C'est un système excessivement commode pour une grande puissance que d'injurier et d'accuser les autres pour les réduire en servitude. Mais la Belgique a sa dignité, elle est libre comme l'Angleterre, et si elle est moins grande, elle ne consentira pas à s'humilier devant l'Angleterre, ni à lui servir d'exploitation.

Maintenant quelle est la part que l'Angleterre a prise dans le traité des 24 articles ?

Le premier traité de 1831 n'imposait pas à la Belgique sur l'Escaut le droit qui existe actuellement. Le traité de 1831 se borne à établir sur l'Escaut les droits de navigation compris dans le traité de Vienne.

Or, le traité de Vienne était très explicite. II admettait qu'avant tout on aurait maintenu comme provisoire les droits existants, et comme à l'époque où le traité de Vienne avait été conclu, il n'existait point de droits sur l'Escaut. Dès lors la Hollande ne pouvait y établir un péage.

Voilà la situation claire, nette, évidente dans laquelle se trouvait la Belgique par le traité de 1831.

La question vaut bien la peine qu'on s'en occupe. Permettez-moi de vous rappeler les dispositions du traité :

« Art. 9. Les dispositions des articles 108-117 inclusivement de l'acte général du congrès de Vienne, relatives à la libre navigation des fleuves et rivières navigables, seront appliquées aux fleuves et rivières navigables qui séparent ou traversent à la fois le territoire belge et le territoire hollandais.

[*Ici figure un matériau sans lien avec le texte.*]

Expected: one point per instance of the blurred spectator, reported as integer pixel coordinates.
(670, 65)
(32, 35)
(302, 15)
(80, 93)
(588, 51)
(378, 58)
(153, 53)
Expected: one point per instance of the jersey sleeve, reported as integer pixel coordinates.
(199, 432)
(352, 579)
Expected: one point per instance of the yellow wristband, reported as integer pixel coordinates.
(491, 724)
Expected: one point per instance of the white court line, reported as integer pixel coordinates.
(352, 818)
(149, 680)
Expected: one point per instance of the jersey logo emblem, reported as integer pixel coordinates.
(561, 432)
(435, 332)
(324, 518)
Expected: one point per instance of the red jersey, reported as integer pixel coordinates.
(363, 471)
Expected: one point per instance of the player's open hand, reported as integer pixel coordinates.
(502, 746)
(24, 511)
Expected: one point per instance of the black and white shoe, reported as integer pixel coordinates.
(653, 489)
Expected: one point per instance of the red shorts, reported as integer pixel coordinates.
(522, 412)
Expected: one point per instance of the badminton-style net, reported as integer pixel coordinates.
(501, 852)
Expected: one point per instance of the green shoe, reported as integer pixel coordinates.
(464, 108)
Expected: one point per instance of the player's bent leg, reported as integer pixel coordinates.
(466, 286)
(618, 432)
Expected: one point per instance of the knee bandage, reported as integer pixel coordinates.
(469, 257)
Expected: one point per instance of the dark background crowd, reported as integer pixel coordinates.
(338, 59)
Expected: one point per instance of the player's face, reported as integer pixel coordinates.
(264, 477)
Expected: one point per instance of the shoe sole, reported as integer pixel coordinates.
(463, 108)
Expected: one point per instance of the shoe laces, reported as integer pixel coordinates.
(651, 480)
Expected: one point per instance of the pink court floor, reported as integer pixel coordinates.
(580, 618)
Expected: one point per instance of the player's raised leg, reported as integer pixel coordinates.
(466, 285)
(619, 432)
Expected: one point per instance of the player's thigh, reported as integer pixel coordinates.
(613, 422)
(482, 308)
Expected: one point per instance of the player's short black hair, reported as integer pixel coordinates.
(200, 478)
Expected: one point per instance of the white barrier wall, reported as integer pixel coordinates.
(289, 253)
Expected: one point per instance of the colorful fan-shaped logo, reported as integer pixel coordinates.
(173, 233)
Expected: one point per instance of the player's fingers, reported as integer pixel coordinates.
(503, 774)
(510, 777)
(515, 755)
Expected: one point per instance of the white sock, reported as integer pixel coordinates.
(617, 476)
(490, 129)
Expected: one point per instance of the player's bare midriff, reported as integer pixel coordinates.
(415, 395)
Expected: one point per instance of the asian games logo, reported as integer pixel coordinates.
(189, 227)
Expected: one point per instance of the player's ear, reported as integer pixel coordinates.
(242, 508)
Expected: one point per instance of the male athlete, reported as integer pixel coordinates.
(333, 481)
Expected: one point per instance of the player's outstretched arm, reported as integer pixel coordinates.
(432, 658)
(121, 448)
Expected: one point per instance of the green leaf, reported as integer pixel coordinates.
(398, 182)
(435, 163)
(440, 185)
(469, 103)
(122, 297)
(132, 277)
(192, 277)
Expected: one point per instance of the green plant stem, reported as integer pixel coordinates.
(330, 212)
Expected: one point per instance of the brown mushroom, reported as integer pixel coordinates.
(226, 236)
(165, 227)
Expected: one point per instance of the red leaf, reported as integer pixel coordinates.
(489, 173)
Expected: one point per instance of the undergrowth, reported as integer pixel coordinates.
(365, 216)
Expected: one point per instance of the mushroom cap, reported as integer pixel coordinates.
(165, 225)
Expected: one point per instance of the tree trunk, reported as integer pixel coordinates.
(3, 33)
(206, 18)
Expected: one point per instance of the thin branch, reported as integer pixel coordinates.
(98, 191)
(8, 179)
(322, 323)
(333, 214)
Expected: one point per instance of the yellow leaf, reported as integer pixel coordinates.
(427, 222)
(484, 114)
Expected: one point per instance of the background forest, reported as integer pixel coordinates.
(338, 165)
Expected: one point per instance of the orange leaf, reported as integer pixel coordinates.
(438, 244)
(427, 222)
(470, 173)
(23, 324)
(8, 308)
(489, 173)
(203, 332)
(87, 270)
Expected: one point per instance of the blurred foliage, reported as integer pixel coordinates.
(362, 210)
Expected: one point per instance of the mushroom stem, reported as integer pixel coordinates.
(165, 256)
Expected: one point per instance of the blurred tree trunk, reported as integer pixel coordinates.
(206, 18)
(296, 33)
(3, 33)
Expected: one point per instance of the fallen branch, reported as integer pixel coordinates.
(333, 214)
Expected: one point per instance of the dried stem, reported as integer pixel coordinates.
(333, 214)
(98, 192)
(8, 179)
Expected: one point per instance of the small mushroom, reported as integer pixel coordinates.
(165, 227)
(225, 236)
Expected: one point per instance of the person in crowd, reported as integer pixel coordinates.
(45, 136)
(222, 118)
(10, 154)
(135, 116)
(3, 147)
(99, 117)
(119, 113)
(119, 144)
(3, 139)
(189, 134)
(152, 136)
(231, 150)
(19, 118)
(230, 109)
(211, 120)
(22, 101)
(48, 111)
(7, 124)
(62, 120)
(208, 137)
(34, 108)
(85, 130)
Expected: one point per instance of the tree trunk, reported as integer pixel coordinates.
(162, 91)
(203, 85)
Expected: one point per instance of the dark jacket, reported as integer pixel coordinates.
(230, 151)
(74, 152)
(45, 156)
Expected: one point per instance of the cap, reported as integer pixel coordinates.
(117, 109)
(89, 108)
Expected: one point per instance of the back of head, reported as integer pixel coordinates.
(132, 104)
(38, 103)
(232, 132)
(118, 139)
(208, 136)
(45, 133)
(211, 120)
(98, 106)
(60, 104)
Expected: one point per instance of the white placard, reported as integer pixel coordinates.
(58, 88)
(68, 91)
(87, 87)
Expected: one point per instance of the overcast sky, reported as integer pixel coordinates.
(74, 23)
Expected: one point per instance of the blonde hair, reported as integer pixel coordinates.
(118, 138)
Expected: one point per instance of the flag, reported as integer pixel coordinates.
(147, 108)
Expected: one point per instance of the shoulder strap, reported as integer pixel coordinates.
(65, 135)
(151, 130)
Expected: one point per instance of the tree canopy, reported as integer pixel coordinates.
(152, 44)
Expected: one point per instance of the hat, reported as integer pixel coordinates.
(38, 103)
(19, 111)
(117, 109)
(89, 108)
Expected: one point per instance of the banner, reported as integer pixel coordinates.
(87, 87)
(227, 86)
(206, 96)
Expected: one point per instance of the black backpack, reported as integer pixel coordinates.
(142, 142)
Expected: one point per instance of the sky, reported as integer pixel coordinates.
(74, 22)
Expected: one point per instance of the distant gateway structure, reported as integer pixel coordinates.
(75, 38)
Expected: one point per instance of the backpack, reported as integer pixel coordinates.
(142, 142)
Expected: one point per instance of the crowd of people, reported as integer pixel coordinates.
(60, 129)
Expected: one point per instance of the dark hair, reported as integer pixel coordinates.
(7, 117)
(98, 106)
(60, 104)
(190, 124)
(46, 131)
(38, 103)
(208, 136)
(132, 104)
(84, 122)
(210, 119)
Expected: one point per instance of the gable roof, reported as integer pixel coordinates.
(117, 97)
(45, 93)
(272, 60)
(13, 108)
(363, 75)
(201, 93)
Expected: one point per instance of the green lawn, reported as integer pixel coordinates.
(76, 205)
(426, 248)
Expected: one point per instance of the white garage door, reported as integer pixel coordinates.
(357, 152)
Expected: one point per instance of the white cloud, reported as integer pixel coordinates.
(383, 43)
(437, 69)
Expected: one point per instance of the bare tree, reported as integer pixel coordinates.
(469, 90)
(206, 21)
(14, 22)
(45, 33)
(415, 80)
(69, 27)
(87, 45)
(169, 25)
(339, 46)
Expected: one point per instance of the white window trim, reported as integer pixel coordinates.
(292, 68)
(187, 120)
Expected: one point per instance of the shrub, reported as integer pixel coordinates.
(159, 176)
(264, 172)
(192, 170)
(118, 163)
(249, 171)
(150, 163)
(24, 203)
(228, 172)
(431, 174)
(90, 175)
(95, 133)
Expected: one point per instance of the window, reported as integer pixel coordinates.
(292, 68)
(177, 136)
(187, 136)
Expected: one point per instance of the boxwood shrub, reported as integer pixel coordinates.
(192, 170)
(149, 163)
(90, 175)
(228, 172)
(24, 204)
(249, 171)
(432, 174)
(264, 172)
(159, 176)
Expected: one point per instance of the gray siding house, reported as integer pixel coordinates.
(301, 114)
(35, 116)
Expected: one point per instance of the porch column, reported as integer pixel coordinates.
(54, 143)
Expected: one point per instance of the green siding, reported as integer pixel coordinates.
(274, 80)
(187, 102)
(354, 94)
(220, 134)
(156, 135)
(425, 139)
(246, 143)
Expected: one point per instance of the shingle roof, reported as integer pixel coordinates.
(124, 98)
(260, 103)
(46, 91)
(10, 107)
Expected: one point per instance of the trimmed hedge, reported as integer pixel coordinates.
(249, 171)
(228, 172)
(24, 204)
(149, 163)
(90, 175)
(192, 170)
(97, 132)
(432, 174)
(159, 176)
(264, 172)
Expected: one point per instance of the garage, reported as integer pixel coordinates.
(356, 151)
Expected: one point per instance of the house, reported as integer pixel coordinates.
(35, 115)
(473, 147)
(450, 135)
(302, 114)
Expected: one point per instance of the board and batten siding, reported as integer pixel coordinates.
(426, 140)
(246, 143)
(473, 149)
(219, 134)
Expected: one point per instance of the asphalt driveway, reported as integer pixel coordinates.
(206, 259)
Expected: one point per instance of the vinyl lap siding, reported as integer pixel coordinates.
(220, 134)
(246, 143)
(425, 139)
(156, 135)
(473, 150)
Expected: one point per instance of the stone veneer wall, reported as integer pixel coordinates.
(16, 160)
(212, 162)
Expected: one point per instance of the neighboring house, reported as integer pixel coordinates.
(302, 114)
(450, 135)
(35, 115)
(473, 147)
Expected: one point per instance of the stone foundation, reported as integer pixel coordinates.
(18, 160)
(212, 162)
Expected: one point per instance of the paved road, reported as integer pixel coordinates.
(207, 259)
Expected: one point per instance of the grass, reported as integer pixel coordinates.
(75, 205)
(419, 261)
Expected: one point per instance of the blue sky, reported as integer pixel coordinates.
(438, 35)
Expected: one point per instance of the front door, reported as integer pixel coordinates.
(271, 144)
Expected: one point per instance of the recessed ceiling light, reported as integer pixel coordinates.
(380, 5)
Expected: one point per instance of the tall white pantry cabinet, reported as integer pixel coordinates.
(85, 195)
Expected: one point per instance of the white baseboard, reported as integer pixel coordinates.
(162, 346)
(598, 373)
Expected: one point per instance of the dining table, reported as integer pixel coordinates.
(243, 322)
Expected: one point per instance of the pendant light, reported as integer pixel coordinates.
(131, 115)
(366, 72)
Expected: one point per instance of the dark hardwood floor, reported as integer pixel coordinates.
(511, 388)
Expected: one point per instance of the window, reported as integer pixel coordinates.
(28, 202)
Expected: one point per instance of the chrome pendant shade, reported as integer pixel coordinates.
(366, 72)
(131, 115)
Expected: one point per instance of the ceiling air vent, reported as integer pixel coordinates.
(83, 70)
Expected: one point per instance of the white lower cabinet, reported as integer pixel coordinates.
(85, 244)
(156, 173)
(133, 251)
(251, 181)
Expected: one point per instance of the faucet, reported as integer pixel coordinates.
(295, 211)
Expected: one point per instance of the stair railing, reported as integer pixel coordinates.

« En ce qui concerne spécialement la navigation de l'Escaut, il sera convenu que le pilotage et le balisage, ainsi que la conservation des passes de l'Escaut en aval d'Anvers, seront soumis à une surveillance commune ; que cette surveillance commune sera exercée par des commissaires nommés à cet effet de part et d'autre ; que des droits de pilotage modérés seront fixés d'un commun accord ; et que ces droits seront les mêmes pour le commerce hollandais et pour le commerce belge.

« Il est également convenu que la navigation des eaux intermédiaires entre l'Escaut et le Rhin, pour arriver d'Anvers au Rhin, et vice versa, restera réciproquement libre, et qu'elle ne sera assujettie qu'à des péages modérés, qui seront provisoirement les mêmes pour le commerce des deux pays.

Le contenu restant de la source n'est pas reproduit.